St. Wenzeslaus (Litzendorf)
Highlights
- Die Pfarrkirche St. Wenzeslaus in Litzendorf wurde 1715–1718 im Barockstil erbaut.
- Sie ist eine der wenigen Landkirchen, an deren Bau der Bamberger Hofbaumeister persönlich beteiligt war.
- Die Kirche steht am Nordostrand des Dorfes und bildet ein Ensemble mit Rathaus und Pfarrhof.
Tipps
- Vom Dorf aus ist der goldgelbe Sandsteinbau der Kirche von Weitem sichtbar, ideal für einen Spaziergang im Ellertal.
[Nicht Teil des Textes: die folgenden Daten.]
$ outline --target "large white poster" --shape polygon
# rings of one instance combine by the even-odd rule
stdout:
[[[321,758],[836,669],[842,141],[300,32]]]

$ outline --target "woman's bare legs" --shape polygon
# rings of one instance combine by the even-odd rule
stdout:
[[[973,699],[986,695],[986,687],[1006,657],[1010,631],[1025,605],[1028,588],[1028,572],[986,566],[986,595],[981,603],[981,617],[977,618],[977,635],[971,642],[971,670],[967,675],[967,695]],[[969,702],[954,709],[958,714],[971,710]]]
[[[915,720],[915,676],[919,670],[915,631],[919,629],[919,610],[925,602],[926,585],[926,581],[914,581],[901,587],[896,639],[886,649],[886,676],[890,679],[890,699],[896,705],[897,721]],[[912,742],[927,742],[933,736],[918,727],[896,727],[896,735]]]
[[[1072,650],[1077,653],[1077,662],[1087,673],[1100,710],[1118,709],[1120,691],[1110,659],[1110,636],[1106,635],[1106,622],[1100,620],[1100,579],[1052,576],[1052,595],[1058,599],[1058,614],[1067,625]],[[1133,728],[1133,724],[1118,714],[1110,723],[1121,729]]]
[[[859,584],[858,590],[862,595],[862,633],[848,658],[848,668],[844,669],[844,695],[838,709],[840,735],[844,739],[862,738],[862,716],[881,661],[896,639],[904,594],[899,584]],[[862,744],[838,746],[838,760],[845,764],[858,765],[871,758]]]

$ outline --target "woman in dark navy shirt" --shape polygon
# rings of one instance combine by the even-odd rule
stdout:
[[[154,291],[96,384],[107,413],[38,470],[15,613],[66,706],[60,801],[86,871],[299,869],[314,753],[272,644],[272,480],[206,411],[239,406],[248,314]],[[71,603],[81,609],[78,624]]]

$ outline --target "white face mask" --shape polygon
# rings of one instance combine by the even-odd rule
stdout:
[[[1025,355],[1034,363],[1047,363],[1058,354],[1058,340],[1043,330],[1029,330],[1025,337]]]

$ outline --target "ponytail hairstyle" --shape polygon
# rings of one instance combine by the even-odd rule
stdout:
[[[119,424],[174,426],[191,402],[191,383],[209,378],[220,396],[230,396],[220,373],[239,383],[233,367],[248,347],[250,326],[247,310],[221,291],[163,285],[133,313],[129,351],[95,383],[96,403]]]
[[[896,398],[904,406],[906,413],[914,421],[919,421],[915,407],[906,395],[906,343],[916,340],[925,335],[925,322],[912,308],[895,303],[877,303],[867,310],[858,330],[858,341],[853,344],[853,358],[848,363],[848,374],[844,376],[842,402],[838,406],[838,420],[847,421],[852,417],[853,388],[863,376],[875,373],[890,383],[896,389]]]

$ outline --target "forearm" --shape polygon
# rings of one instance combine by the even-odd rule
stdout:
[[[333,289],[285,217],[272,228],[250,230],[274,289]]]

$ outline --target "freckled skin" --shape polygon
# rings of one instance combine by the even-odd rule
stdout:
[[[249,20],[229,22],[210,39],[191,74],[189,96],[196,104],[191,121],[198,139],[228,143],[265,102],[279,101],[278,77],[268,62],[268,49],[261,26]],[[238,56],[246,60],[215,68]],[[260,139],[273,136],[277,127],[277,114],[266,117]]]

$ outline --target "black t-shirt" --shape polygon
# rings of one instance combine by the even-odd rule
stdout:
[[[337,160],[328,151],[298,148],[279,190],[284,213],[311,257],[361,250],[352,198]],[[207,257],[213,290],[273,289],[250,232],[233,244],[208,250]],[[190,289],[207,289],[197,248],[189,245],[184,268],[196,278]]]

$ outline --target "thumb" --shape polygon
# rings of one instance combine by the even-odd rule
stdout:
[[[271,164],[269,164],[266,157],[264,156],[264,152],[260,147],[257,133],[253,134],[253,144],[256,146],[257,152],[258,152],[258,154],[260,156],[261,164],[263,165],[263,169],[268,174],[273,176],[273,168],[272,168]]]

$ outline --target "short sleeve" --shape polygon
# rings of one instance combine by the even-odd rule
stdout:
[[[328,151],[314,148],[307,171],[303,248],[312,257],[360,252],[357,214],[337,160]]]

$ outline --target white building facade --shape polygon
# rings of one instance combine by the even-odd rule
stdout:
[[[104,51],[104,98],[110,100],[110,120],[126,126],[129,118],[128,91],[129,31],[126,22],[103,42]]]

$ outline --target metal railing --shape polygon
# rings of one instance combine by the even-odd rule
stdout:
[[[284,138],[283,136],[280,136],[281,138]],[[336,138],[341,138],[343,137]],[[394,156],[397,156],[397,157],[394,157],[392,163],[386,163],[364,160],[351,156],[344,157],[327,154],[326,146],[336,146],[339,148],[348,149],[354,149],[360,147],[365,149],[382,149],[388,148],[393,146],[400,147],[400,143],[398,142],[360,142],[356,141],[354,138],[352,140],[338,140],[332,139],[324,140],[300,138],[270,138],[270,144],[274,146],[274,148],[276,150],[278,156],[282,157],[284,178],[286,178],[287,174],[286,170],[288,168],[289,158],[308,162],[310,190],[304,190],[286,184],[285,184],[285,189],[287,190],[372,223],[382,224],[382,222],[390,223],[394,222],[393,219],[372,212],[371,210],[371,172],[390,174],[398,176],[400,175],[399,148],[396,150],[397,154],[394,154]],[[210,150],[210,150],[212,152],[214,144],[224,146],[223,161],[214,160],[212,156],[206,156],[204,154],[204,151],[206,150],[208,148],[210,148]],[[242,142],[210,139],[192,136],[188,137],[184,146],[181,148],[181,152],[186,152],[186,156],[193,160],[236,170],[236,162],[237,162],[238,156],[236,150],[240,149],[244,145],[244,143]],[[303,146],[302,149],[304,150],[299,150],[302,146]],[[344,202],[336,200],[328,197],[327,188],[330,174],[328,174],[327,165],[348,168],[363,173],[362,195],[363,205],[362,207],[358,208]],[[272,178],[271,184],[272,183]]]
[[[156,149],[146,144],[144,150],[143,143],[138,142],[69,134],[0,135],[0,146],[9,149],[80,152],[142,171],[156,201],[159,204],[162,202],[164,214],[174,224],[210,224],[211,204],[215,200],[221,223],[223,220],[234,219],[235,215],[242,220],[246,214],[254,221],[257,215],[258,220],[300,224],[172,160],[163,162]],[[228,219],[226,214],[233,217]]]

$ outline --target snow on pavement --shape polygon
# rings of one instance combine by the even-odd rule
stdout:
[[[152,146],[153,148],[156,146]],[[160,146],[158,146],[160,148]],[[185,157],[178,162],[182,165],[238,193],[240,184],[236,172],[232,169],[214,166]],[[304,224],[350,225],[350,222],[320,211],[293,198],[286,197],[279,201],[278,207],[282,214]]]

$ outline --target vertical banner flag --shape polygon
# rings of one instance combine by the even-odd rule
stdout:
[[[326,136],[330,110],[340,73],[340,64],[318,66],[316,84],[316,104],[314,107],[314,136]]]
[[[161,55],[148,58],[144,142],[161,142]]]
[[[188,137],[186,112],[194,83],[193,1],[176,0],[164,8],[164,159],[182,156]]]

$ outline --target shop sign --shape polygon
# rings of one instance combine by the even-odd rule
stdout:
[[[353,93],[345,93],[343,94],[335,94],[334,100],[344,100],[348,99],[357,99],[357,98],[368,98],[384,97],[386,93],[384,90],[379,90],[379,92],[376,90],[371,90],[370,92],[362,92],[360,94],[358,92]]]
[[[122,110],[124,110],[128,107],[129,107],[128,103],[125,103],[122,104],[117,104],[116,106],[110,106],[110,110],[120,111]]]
- Ein kurzer Abstecher zum Weihnachtsmarkt lohnt sich, wenn er stattfindet – gemütlich und klein, aber fein.
Eigenschaften
Über St. Wenzeslaus (Litzendorf)
Die Pfarrkirche St. Wenzeslaus in Litzendorf-Naisa im Landkreis Bamberg zählt zu den bedeutenden barocken Sakralbauten Oberfrankens. Errichtet im frühen 18. Jahrhundert, steht sie am Nordostrand des Dorfes und bildet zusammen mit dem benachbarten Rathaus und Pfarrhaus ein stimmiges historisches Ensemble. Die Kirche ist aus leuchtend gelbem Eisensandstein erbaut, der sie von weitem sichtbar macht, insbesondere von der Staatsstraße aus, die von Bamberg her führt. Der Chorturm mit seinen Scharwachttürmen trägt noch gotische Züge, während das Langhaus im barocken Stil errichtet wurde.
Die ursprüngliche Kirche am Standort war bereits im Mittelalter eine dem heiligen Wenzeslaus geweihte Kapelle, die später zu einer eigenständigen Pfarrei ausgebaut wurde. Der heutige barocke Bau entstand nach Plänen des Bamberger Hofbaumeisters Johann Dientzenhofer, nachdem der Vorgängerbau baufällig geworden war. Die Bauarbeiten begannen Mitte des 18. Jahrhunderts und wurden innerhalb weniger Jahre weitgehend abgeschlossen. Besondere Aufmerksamkeit fand damals die Beschaffung von Baumaterialien aus der Region, darunter Eisensandstein vom Stammberg und Holz aus dem Hauptsmoorwald. Die Kirche wurde bereits wenige Jahre später geweiht, wenngleich die Innenausstattung noch über mehrere Jahre vervollständigt wurde.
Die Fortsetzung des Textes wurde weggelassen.